Japanese Prime Minister Shinzo Abe arrives for the 20th Asean Japan Summit in Manila. PHOTO: EPA-EFE
PM Lee Hsien Loong attends a bilateral meeting with South Korean president Moon Jae In. PHOTO: LIANHE ZAOBAO
Asean leaders pose for a group photo during the 20th Asean-China Summit. PHOTO: LIANHE ZAOBAO

MANILA - Amid the rise of protectionism around the world, leaders of South-east Asia's nations and their three key partners in East Asian urged one another to stay the course and press on with economic and regional integration.

They were speaking at the 20th Asean Plus Three Commemorative Summit, a forum comprising the 10 Asean nations and China, Japan and South Korea.

Each leader had a variation on a vision of an East Asian Community, or a East Asian Economic Community, but all had a common theme of working together.

Chinese Premier Li Keqiang said in opening remarks: "I hope we through this summit we can build a consensus and send a positive signal that regional integration and advancing the East Asia economic community serves to benefit the people and the countries in the region."

South Korean President Moon Jae In too called for a regional community, saying: "Let us create a vision for the East Asian Community of peace, prosperity and progress that has overcome the complex challenges including protectionist and self-centered approaches to globalisation, ageing and climate change."

Japanese Prime Minister Shinzo Abe called for financial cooperation to strengthen the region's economies, saying: "In the midst of concerns about the rise of protectionism and inward-looking orientation in the world, in order to enhance predictability of the economies of the region, to mitigate vulnerabilities, and to maintain and strengthen the free trade system, the significance of financial cooperation between the Asean Plus Three becomes increasingly greater."

Prime Minister Lee Hsien Loong, addressing fellow leaders at the session, echoed the call for greater financial and economic integration.

He said that as Asean's chairman in 2018, Singapore will do its best to further deepen the grouping's growing ties with all three countries and work towards achieving its long term goal of building an East Asian Community.

He pointed to the potential synergy between Asean's master plan to improve connectivity in its member states, and the East Asian countries' own programmes like China's Belt and Road initiative, Japan's Expanded Partnership for Quality Infrastructure and South Korea's Asean Connectivity Forum.

"I'm glad to see that our region is pressing on with economic integration despite sentiments against globalisation," he said.

He also said it was important to step up efforts to conclude a high-quality and comprehensive Regional Comprehensive Economic Partnership (RCEP) - a 16-nation free trade deal all Asean Plus Three members as well as India, Australia and New Zealand are negotiating.

"This will bring tangible benefits to our businesses and citizens, and show the world that East Asia is confident of our economic future," PM Lee said.

Working together on cruise tourism, digital economy

In his remarks, PM Lee also said cruise tourism is one sector that had the potential to grow.

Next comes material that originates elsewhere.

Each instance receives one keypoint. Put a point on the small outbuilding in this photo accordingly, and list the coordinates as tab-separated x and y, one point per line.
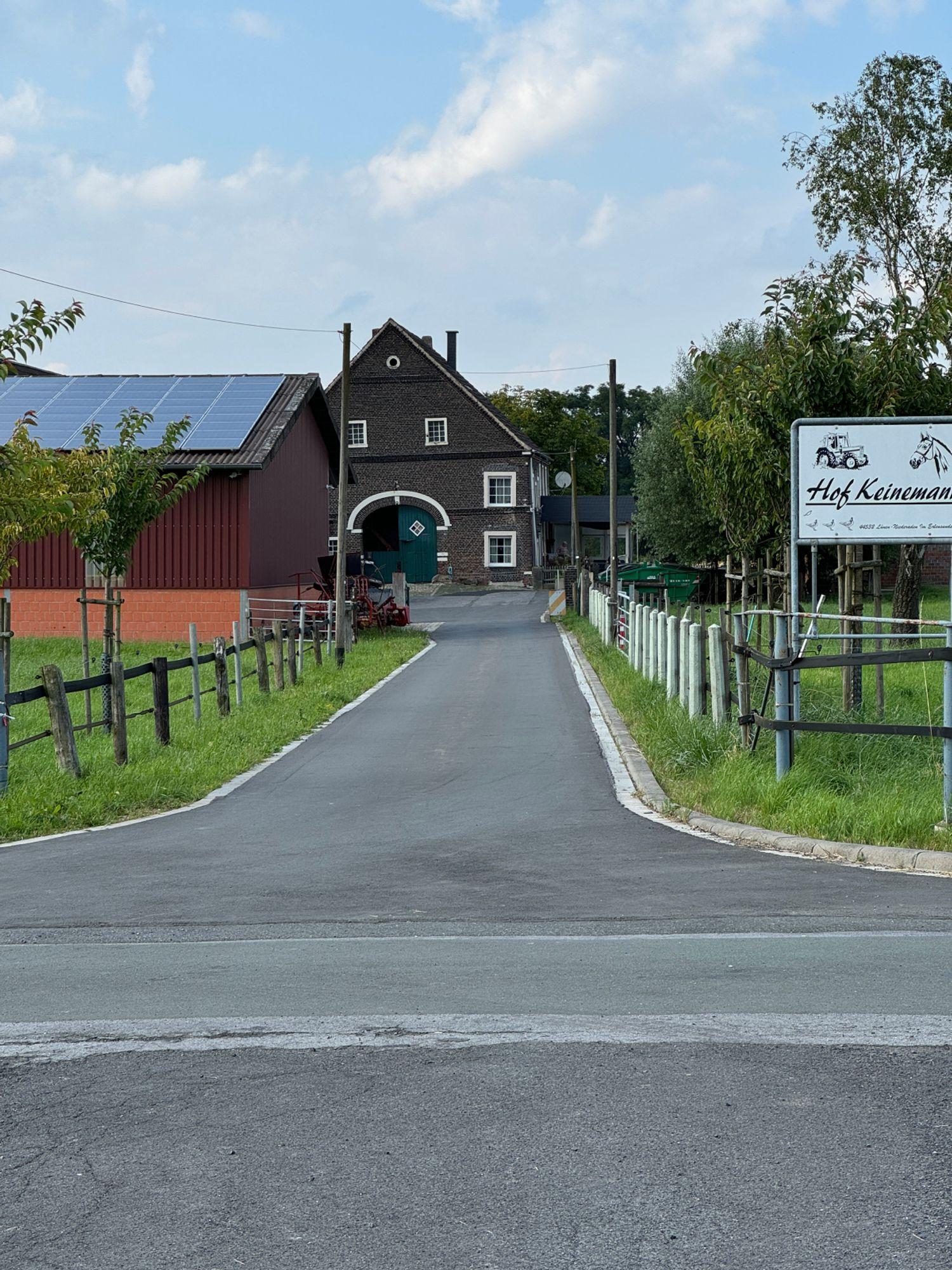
257	520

Tourist flows across East Asia have risen rapidly, he said.

Together, citizens of China, Japan and South Korea made up more than a quarter of tourists who arrived in Asean in 2015, up from just over a fifth a year earlier.

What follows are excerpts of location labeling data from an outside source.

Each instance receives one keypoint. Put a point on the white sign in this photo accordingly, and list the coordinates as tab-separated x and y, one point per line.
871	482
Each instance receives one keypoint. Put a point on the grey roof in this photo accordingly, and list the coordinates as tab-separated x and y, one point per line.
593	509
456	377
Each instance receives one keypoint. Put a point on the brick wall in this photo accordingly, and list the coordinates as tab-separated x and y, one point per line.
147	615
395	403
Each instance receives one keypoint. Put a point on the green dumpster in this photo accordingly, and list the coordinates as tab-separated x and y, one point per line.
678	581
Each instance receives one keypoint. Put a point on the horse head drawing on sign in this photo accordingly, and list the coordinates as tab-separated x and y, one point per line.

Digital innovations are another area in which countries can work together to take advantage of new technologies, PM Lee added.

China, Japan and South Korea are already world leaders in e-commerce and smart cities, and Asean's digital economy is projected to grow five times to around US$200 billion by 2025.

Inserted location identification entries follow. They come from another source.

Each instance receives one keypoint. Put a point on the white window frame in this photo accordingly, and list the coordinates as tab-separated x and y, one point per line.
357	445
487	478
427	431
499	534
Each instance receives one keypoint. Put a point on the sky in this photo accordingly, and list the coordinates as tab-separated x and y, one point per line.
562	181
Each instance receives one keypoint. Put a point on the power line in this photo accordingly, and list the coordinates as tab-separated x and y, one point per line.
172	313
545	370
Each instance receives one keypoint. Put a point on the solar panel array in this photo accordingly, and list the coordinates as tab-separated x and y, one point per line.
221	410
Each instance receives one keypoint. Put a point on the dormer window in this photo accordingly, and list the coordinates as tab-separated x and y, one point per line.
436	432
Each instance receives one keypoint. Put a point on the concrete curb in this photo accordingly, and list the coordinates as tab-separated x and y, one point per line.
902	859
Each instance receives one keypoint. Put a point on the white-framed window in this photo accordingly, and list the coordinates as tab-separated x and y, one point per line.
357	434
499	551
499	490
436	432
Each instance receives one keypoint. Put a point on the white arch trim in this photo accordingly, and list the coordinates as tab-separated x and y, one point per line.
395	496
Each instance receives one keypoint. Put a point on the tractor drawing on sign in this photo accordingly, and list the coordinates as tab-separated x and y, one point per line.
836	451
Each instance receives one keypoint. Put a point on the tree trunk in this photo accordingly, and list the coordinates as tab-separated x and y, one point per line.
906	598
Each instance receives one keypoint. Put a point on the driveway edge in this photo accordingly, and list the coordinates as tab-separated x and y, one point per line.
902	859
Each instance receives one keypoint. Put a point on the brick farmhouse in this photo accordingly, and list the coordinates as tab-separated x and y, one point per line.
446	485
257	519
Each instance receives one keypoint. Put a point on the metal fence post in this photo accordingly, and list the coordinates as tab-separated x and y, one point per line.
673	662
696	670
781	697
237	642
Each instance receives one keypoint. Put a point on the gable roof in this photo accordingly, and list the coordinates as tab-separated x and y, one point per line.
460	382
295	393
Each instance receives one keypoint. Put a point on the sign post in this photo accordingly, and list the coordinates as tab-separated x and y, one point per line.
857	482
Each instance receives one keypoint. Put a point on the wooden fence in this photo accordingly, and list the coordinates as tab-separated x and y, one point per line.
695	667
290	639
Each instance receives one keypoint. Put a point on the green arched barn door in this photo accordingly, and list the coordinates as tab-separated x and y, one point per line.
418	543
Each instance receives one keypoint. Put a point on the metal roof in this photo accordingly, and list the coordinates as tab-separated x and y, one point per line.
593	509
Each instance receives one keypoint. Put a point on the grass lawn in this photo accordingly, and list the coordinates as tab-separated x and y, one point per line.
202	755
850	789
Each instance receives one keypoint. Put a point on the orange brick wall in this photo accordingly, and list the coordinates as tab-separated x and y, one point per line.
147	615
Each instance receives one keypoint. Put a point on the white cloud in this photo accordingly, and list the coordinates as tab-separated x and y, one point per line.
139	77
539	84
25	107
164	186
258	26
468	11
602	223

As Asean chair in 2018, Singapore hopes to build up e-commerce frameworks, cyber capabilities, and create an Asean network of smart cities, said PM Lee.

Regional security key to prosperity

But for all this to happen, South-east Asia and East Asia must continue to work together to maintain regional peace and stability, said PM Lee.

"Regional security is the cornerstone of our growth and development," he said, adding that North Korea's recent provocations pose a severe threat to regional peace, security and stability.

"Any miscalculation can have devastating consequences," he said.

A combination of pressure and dialogue among all stakeholders is needed for progress on this delicate situation, he added.